Informed consent was provided by patients or legal representatives for patients unable to consent.

Data Availability Statement

Data are available from the corresponding author upon request.

Conflicts of Interest

G. Poulakou has received independent educational grants from Pfizer, MSD, Angelini and Biorad. H. Milionis reports receiving honoraria, consulting fees and non-financial support from healthcare companies, including Amgen, Angelini, Bayer, Mylan, MSD, Pfizer and Servier. G. N. Dalekos is an advisor or lecturer for Ipsen, Pfizer, Genkyotex, Novartis and Sobi; received research grants from Abbvie and Gilead; and has served as PI in studies for Abbvie, Novartis, Gilead, Novo Nordisk, Genkyotex, Regulus Therapeutics Inc., Tiziana Life Sciences, Bayer, Astellas, Pfizer, Amyndas Pharmaceuticals, CymaBay Therapeutics Inc., Sobi and Intercept Pharmaceuticals.
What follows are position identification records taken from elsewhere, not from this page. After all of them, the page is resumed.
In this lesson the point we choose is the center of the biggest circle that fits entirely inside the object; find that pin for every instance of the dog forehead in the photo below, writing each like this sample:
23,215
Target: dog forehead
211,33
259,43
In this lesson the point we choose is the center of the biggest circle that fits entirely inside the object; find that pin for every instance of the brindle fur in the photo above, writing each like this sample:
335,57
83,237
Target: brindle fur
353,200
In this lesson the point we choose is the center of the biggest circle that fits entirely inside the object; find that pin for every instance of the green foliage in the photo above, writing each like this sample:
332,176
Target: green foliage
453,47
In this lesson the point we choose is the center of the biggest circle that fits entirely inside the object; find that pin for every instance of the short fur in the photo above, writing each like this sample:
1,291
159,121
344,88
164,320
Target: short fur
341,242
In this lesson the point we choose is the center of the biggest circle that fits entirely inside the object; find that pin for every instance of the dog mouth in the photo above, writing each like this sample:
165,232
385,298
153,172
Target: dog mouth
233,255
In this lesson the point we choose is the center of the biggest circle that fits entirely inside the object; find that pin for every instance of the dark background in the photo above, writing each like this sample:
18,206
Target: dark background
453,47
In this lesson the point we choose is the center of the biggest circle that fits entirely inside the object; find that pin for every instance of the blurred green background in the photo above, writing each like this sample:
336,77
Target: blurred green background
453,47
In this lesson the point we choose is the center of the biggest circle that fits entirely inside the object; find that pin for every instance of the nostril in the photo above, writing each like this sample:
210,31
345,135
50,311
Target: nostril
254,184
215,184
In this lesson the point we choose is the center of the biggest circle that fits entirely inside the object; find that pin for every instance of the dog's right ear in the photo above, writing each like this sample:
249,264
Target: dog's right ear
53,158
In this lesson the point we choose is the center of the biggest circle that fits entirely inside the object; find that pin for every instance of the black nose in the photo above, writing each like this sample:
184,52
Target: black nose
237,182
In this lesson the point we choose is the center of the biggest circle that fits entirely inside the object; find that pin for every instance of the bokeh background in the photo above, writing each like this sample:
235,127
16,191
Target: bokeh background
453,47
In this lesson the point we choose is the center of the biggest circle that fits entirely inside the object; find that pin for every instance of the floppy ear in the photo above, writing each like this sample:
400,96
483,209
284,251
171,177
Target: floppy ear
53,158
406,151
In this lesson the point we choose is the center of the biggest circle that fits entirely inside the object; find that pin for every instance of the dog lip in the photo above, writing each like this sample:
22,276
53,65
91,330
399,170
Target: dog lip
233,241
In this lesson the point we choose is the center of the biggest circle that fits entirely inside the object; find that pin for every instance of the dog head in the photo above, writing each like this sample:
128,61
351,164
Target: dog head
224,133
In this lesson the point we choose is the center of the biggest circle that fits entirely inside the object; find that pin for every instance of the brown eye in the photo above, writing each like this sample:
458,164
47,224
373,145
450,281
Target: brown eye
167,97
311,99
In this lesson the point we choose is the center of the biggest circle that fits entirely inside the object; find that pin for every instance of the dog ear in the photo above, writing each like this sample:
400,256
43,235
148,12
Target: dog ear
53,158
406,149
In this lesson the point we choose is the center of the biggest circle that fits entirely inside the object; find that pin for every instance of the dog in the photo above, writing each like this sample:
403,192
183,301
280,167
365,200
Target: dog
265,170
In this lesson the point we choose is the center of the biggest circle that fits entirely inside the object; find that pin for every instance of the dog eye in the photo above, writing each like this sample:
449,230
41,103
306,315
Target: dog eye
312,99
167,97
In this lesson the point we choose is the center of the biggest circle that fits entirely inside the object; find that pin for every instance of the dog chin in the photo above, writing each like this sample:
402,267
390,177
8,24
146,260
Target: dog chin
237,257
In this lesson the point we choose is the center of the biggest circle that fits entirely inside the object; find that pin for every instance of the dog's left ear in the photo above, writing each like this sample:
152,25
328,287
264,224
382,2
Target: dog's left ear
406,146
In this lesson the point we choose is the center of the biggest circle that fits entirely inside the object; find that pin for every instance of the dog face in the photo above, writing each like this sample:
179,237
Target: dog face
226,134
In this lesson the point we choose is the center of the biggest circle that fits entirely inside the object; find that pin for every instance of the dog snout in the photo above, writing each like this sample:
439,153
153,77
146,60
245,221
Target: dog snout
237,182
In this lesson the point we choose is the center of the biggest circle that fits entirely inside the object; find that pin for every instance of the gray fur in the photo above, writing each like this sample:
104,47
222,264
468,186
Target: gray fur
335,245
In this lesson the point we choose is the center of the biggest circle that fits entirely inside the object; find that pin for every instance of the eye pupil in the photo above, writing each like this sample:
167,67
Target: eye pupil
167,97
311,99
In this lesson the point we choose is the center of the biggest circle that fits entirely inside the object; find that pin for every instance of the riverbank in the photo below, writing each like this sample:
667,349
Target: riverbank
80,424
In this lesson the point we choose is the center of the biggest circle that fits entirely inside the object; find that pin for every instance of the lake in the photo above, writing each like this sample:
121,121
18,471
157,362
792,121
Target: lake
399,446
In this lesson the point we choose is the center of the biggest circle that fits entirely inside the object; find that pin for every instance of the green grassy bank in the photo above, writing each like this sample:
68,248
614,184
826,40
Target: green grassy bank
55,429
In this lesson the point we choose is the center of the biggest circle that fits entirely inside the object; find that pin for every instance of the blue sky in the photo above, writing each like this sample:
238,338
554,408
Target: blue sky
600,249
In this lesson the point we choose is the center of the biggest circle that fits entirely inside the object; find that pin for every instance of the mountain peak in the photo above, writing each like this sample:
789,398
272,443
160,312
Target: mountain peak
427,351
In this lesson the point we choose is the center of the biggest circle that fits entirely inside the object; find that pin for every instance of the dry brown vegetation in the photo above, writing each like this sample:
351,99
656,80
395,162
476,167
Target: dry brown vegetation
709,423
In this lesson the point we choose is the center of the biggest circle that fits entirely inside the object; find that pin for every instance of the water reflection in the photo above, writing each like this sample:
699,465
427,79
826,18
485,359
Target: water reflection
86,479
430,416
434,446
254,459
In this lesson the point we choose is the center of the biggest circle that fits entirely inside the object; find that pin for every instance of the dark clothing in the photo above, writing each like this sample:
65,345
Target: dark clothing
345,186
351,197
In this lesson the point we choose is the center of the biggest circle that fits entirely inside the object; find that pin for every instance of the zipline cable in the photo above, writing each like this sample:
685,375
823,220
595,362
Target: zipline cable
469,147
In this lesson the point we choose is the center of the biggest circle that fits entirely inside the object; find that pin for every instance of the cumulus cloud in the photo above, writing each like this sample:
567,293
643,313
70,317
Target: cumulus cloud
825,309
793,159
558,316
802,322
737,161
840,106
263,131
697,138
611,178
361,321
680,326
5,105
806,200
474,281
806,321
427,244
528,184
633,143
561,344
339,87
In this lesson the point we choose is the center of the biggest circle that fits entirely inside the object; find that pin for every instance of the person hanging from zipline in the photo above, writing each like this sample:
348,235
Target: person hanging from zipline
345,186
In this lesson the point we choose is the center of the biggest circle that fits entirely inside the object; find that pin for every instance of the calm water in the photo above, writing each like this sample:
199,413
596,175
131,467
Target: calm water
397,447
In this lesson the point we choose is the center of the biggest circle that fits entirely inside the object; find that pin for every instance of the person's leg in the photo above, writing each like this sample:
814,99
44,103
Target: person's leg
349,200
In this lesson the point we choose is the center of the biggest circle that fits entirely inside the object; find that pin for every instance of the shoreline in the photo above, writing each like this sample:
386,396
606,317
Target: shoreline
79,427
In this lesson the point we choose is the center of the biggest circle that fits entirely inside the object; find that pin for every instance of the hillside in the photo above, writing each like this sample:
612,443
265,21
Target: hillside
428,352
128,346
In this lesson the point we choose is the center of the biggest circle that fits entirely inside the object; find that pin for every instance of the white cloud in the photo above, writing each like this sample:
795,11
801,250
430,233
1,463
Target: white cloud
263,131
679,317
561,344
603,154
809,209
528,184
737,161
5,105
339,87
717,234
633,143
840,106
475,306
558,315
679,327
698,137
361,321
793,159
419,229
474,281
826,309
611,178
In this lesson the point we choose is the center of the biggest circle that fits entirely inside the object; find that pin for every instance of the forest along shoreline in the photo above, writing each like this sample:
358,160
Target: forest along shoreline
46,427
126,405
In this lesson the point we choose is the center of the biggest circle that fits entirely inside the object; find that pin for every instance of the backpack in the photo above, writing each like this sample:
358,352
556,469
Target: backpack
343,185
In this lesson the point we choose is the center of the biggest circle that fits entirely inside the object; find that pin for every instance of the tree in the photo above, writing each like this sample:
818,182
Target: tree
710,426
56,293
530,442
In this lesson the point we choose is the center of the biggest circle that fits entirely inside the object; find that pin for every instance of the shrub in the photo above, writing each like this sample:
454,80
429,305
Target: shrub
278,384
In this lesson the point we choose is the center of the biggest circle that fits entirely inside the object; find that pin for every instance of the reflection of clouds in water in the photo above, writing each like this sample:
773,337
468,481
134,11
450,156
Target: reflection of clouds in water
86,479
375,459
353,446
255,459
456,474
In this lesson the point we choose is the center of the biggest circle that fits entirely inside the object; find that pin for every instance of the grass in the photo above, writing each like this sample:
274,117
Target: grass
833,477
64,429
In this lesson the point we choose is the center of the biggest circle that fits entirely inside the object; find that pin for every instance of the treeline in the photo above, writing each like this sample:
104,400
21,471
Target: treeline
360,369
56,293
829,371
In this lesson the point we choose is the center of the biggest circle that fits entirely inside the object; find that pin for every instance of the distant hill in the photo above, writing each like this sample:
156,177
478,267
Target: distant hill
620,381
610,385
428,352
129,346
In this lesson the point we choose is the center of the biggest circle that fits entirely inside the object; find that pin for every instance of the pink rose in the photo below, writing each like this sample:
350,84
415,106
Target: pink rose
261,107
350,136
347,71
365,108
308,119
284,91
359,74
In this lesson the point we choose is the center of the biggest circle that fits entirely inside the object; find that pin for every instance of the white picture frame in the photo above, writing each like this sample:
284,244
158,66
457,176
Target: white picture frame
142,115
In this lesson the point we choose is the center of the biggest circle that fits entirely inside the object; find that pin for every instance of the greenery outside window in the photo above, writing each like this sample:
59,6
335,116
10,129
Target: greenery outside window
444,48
E. J. Giamarellos-Bourboulis has received honoraria from Abbott CH, bioMérieux, Brahms GmbH, GSK, InflaRx GmbH, Sobi and XBiotech Inc; independent educational grants from Abbott CH, AxisShield, bioMérieux Inc, InflaRx GmbH, Johnson & Johnson, MSD, Sobi and XBiotech Inc.; and funding from the Horizon2020 Marie-Curie Project European Sepsis Academy (granted to the National and Kapodistrian University of Athens) and the Horizon 2020 European Grants ImmunoSep and RISKinCOVID (granted to the Hellenic Institute for the Study of Sepsis). The other authors do not have any competing interest to declare.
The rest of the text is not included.